In this country, the first thing most of us look for in a wine are fruit flavors. Wine critics are doing the same thing: analyzing all the elements, but especially picking up on big, ripe fruit because that’s what stands out in a lineup. But the longer the grapes hang, getting riper, the sweeter they get. And that sugar turns into alcohol. So it’s those big, high-alcohol wines that win the high scores ― most famously from Robert Parker Jr. of The Wine Advocate ― and, more to the point, fly off shop shelves. It’s safe to say that Parker’s opinions have affected winemaking worldwide.
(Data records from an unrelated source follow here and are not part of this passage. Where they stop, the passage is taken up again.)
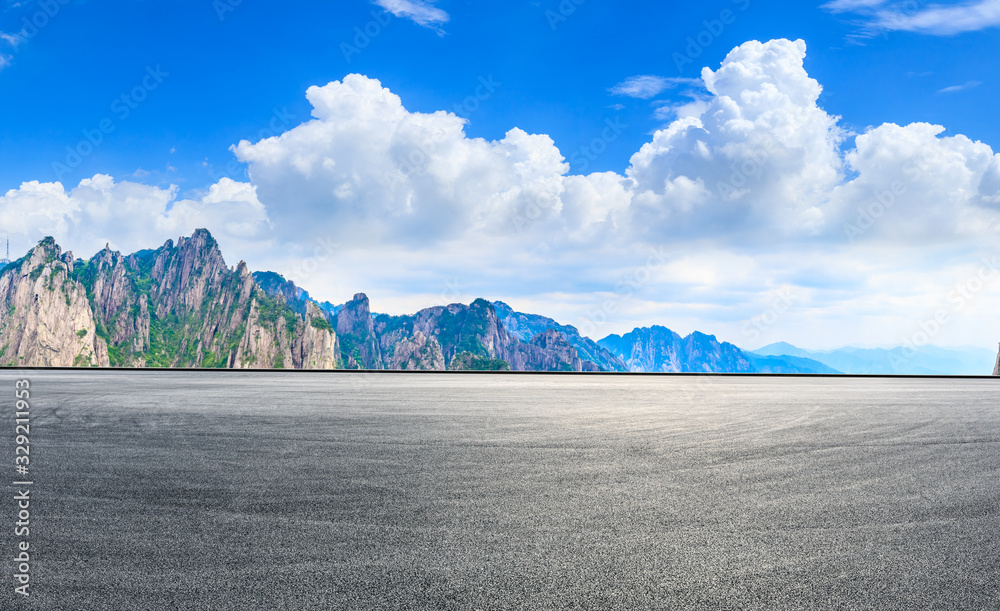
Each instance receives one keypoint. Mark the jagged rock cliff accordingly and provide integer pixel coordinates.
(176, 306)
(472, 336)
(659, 349)
(45, 317)
(359, 343)
(526, 326)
“Ready to pick” ripeness used to be determined mainly by the sugar level in the grapes. The chemistry generally worked out right ― in good years, when the yeast finished eating up all the sugar during fermentation, the resulting alcohol level was in balance with healthy tannins and acid, creating a lively wine that’s great with food. Now, in pursuit of those 90-plus scores, winemakers are letting grapes hang, sometimes to the shrivel stage.